European Commission sets out new road for biofuels
The EC will limit the consumption of biofuels due to competition with food crops and land use
In a move which shocked Europe’s rapidly-expanding biofuels industry, the
European Commission (EC) said in September that it will put a brake on the use of existing biofuels in gasoline and diesel. Driven by concerns about competition with food crops over land-use, the EC is to introduce legislation to limit the consumption of existing biofuels to approximately the present level.
While signalling the end of the rapid growth in production of first-generation biofuels, the move is intended to advance the development of second-generation materials which do not compete with food production. First-generation biofuels are typically ethanol produced from wheat for gasoline, and vegetable oils for diesel. Second-generation biofuels are expected to be produced from wastes – cellulosic materials such as forestry wastes and straw for ethanol, and used cooking oils and animal fats for diesel.
The EC’s plan is to cap the use of first-generation biofuels at 5% of gasoline and diesel – only just above the present level of 4.5%. But the requirement under the Renewable Energy Directive for 10% of road transport fuels to come from renewable sources by 2020 is to stay in force.
To promote the development of second-generation biofuels, the EC proposes that their contribution towards the requirement should be quadruple-counted. Accordingly, the 10% target could be met with, say, 5% of first-generation rapeseed biodiesel and 1.25% of second-generation wheat-straw ethanol, although the actual renewable content will be only 6.25%. The EC says all support for the production of first-generation biofuels should end in 2020.
The proposal met with fierce criticism from biofuels producers, many of which have been expanding to meet the expected growth in demand, and from farmers which have benefited from high wheat and rapeseed prices in recent years. But the – few – companies with the technology to make second-generation biofuels stand to benefit.
Neste claims to be the world’s largest producer of renewable diesel, operating two units each of 190,000 tonnes a year (t/y) capacity at its Porvoo refinery, together with a facility of 800,000 t/y in Singapore and another of the same size at Rotterdam. The firm’s NExBTL technology, based on hydrotreating, can process waste animal and fish fats, although its plants also process non-waste vegetable oils. In September Neste launched a new grade of diesel in Finland, containing a minimum of 15% of NExBTL biodiesel.
But in Germany – Europe’s largest market for biofuels, where they hold a 5.6% share of transport fuels consumption – “current incentives are not sufficient to mobilise the necessary extensive, strategic investments for large-scale use of second-generation biofuels”, according to Shell in September.

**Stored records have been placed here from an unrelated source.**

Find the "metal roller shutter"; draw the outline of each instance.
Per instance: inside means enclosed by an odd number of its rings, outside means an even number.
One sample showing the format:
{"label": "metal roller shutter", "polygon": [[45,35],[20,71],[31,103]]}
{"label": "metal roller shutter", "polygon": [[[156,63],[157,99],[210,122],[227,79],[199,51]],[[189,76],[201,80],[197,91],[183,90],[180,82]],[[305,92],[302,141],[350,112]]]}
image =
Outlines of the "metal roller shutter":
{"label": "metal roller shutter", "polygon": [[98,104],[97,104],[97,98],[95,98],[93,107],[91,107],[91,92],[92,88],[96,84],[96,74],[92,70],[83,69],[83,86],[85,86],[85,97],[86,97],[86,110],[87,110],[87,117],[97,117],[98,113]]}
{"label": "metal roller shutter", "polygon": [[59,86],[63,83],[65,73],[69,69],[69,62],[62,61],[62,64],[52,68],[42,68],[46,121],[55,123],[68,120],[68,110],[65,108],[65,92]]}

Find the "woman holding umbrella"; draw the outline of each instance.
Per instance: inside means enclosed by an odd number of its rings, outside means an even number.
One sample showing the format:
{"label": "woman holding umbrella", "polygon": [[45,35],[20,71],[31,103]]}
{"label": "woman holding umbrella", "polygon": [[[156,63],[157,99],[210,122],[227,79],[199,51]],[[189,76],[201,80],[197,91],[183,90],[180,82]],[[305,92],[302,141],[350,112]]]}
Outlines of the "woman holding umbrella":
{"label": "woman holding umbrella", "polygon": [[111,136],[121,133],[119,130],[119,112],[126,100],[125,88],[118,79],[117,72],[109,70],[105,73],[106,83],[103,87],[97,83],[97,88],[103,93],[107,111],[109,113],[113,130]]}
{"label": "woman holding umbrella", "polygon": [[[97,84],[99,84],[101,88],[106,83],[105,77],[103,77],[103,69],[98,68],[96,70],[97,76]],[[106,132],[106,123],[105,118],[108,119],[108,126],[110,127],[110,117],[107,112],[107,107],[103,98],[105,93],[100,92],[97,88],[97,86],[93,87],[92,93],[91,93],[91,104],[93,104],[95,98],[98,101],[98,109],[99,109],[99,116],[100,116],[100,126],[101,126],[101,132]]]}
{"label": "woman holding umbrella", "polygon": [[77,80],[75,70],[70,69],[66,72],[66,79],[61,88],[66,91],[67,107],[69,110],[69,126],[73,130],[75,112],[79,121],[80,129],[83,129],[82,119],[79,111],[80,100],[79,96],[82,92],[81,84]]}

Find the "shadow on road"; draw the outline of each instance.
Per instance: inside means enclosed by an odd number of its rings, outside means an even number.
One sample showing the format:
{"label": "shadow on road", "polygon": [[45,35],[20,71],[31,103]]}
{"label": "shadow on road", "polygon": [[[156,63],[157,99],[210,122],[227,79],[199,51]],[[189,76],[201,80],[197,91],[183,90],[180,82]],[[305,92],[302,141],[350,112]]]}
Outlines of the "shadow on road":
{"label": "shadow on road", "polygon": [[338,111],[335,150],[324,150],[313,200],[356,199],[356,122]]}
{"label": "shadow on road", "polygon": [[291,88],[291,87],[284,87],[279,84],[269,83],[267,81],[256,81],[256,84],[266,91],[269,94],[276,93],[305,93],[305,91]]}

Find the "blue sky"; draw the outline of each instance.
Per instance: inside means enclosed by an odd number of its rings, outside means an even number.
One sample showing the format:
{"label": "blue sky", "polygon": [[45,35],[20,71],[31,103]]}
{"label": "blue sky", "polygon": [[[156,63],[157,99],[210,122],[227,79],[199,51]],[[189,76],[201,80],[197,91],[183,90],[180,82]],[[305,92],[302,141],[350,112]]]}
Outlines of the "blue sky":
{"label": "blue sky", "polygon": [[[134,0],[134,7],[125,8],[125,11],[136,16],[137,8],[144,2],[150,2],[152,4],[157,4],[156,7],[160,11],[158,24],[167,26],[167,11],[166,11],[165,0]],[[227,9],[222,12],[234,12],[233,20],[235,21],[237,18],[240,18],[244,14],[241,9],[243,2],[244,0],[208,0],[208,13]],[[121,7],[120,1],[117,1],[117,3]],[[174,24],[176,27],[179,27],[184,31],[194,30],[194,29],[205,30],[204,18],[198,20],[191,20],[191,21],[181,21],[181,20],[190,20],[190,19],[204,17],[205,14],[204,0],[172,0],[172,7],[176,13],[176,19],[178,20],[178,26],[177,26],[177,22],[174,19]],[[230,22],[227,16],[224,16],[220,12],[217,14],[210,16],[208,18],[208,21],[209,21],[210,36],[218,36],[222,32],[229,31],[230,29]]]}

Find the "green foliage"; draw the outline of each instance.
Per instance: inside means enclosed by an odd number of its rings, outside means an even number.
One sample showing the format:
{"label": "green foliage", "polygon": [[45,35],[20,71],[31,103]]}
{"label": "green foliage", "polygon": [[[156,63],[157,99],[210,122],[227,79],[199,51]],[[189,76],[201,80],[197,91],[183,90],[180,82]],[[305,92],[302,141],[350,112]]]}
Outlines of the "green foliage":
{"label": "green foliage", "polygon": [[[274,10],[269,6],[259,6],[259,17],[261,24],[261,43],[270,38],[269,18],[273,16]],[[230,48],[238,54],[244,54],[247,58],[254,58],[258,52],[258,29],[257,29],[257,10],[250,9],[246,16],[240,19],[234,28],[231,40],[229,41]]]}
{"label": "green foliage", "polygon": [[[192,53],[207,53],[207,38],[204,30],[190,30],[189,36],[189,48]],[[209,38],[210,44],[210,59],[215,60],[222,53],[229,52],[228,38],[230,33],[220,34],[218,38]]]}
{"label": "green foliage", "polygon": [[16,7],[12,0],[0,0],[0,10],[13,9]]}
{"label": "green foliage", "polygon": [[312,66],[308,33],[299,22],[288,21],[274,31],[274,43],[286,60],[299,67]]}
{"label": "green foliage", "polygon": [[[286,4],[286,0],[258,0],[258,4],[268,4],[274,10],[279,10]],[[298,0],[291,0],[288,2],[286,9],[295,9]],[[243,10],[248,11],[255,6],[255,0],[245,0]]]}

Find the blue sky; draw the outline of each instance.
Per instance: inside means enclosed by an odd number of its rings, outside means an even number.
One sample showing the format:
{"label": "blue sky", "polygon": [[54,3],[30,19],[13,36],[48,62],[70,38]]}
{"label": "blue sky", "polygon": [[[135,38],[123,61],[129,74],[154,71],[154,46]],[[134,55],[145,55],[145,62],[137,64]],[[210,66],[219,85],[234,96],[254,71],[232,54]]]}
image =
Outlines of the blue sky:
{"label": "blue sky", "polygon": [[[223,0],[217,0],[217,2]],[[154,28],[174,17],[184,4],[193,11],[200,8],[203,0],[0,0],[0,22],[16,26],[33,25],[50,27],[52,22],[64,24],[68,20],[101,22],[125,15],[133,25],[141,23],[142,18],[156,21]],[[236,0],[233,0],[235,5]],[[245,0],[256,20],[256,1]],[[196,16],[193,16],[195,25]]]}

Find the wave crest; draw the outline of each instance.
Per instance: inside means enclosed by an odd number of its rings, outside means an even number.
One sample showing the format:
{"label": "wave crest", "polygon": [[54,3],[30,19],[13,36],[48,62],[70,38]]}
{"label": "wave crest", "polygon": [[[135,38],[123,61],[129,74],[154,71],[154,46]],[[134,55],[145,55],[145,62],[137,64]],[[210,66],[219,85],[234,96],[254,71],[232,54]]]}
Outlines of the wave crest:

The company published a study, carried out jointly with academic institutions, which calls for a 10-year launch programme for the new fuels and says they are not marketable without additional subsidies.
Locally-produced biofuels could meet 20% of Germany’s transport fuels demand by 2030, the study said, and as much as 70% of demand by 2050 – when demand will be “massively reduced” by improvements in fuel consumption. But development of the market to that extent will depend on ensuring sustainability and reducing the production costs of advanced biofuels, as well as ensuring that they are compatible with all uses.
At present, most cars and commercial vehicles can only take up to 10% of bioethanol in gasoline or up to 7% of biofuel in diesel. Biodiesel is seen by the study as the main focus for development because demand for diesel, jet-fuel and marine diesel is forecast to rise while Europe is already in deficit.